Black & Brown Doctors and High Racial Trauma
Her passion was clear as she laid out an argument that could have been argued in the U.S. Supreme Court (Did I mention she holds a law degree from Seton Hall?). “We know when we have more bilingual Black and Brown physicians from communities that are historically underrepresented in medicine we get higher patient involvement and patient compliance. We know that when a doctor comes from a vulnerable community and treats people from similar communities, they tend to have a more holistic approach in viewing their patient. As a result of that, we know that not only do they try to write a prescription, but they also try to make certain there is access and opportunity for folks to get to their doctors’ appointments We know they also ask things like, ‘How are you able to eat this month?’ We know there is a natural basis of cultural confidence heightened. So, if we know this, why are we not doing more to change this—to ensure that pipeline is not just shored up, but bolstered?”
She also touched on the emotional and mental health issues facing Black and Brown people during this time in our history. “In the midst of this pandemic and what I call high racial trauma, it’s really important you have a physician whose cultural competence is such that they understand the impact and effect of being the individual who falls in the category that is at the worst possible level in every health category. That they also understand that because there’s been a recent racial shooting or police brutality, that also may be affecting you—that they are sensitized to the weathering of racism.”
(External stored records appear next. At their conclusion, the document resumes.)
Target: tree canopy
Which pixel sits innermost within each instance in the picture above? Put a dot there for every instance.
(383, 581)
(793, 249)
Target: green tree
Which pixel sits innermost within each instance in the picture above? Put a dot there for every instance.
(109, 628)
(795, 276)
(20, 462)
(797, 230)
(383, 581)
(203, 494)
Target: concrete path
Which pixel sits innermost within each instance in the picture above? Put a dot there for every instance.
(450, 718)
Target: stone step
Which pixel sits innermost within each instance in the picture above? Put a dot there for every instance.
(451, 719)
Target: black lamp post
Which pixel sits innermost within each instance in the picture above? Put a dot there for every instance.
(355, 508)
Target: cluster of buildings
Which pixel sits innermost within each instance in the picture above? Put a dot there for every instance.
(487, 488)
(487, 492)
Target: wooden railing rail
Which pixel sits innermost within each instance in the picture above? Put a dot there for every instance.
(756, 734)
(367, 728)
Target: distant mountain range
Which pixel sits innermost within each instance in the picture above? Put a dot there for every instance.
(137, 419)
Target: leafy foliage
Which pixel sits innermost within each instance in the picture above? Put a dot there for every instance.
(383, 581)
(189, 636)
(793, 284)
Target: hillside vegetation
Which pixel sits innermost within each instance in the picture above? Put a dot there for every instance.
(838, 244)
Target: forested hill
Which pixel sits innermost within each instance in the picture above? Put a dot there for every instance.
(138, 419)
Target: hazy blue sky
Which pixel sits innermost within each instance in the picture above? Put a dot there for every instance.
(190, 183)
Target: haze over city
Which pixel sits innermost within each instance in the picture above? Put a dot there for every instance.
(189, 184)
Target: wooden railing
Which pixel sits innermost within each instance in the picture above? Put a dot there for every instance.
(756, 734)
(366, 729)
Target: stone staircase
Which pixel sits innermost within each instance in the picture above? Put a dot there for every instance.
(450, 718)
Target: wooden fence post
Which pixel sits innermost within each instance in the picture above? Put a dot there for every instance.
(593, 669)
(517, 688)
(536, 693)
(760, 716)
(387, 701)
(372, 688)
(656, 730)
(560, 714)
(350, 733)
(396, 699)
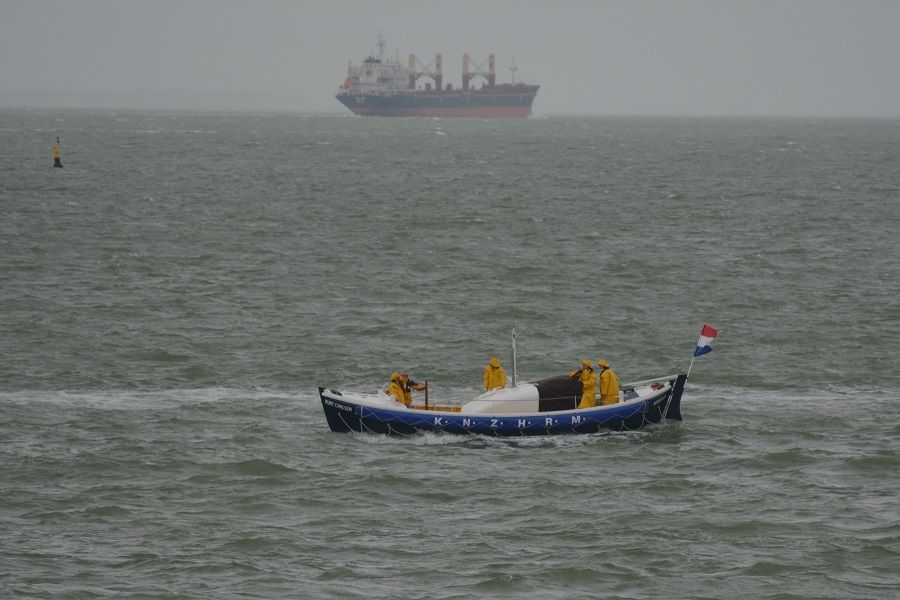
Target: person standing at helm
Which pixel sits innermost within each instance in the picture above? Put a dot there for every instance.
(588, 383)
(395, 388)
(408, 386)
(609, 384)
(494, 375)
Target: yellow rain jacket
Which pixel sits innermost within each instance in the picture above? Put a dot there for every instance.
(494, 375)
(609, 387)
(588, 383)
(395, 389)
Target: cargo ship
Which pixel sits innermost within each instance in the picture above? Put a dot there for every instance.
(384, 87)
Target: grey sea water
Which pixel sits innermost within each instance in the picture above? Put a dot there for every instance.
(171, 298)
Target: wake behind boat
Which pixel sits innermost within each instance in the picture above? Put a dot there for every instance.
(542, 407)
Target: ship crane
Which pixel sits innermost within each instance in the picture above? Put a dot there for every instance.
(434, 70)
(490, 73)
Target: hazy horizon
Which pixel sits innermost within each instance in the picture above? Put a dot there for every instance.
(692, 58)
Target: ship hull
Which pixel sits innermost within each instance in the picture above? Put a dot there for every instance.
(439, 105)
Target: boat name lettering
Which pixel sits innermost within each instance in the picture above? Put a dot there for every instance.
(338, 405)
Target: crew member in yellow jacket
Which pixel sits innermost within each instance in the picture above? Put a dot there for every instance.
(395, 389)
(609, 384)
(494, 375)
(588, 383)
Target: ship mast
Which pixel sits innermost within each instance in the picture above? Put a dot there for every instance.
(380, 46)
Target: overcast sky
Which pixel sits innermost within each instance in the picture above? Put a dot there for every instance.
(617, 57)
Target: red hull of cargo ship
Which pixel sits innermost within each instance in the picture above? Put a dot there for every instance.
(446, 111)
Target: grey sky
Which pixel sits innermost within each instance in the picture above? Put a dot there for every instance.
(690, 57)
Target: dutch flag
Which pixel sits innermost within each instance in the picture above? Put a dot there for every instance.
(707, 335)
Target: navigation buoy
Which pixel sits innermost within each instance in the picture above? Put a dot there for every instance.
(57, 155)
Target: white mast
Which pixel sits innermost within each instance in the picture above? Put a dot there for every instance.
(514, 356)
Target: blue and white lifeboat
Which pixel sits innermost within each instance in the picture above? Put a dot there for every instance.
(541, 407)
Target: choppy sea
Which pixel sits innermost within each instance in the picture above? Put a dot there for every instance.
(172, 297)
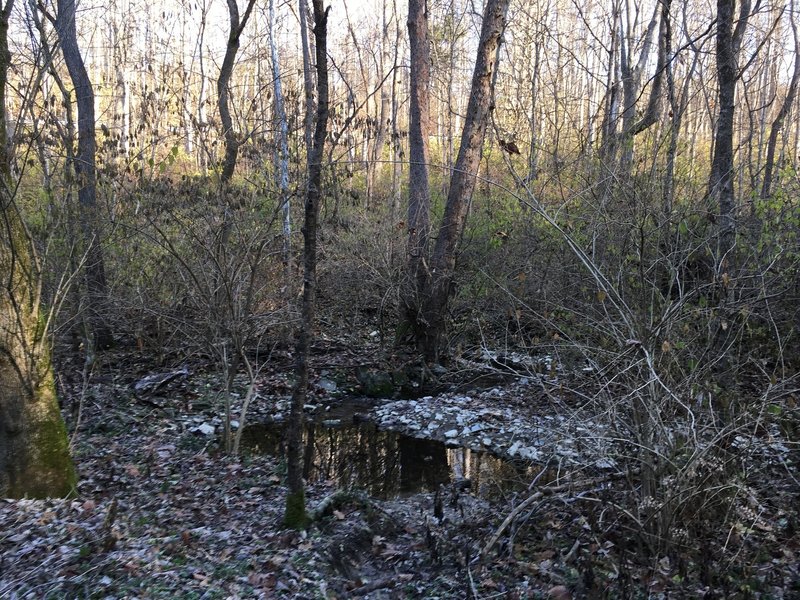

In addition to incubating the pipeline for more doctors of color from vulnerable backgrounds, at NMF, Davis is creating a racial trauma-informed mentoring effort and an emphasis on supporting mental health. “Our medical students are dealing with the pandemic and racial and social justice issues, but they’re also doing it while they’re in medical school,” she explained. “I want to make certain I am shoring up our scholars by placing a proper focus on building a community of support for them, as well as ensuring an emphasis on having more individuals to go into areas of specialty focusing on mental health.”
As the pandemic continues and the world keeps on spinning, Davis is committed to the morals and values her parents, Ruby and Duval Davis, instilled in her. Dedication to helping others and advocating for justice and equity come honestly and run deep. “In order to bring about change to systems and structures, we need to make certain there is a pathway to change who controls those systems and structures,” she said with resolve. “I did not come to NMF just to create or support the pipeline of physicians of color from vulnerable communities. I came to make certain those physicians of color become physicians in healthcare leadership, to change those systems and structures.”
Michellene Davis—still a superhero. However,in addition to her cape, she now wears a mask. Godspeed, Ms. Davis.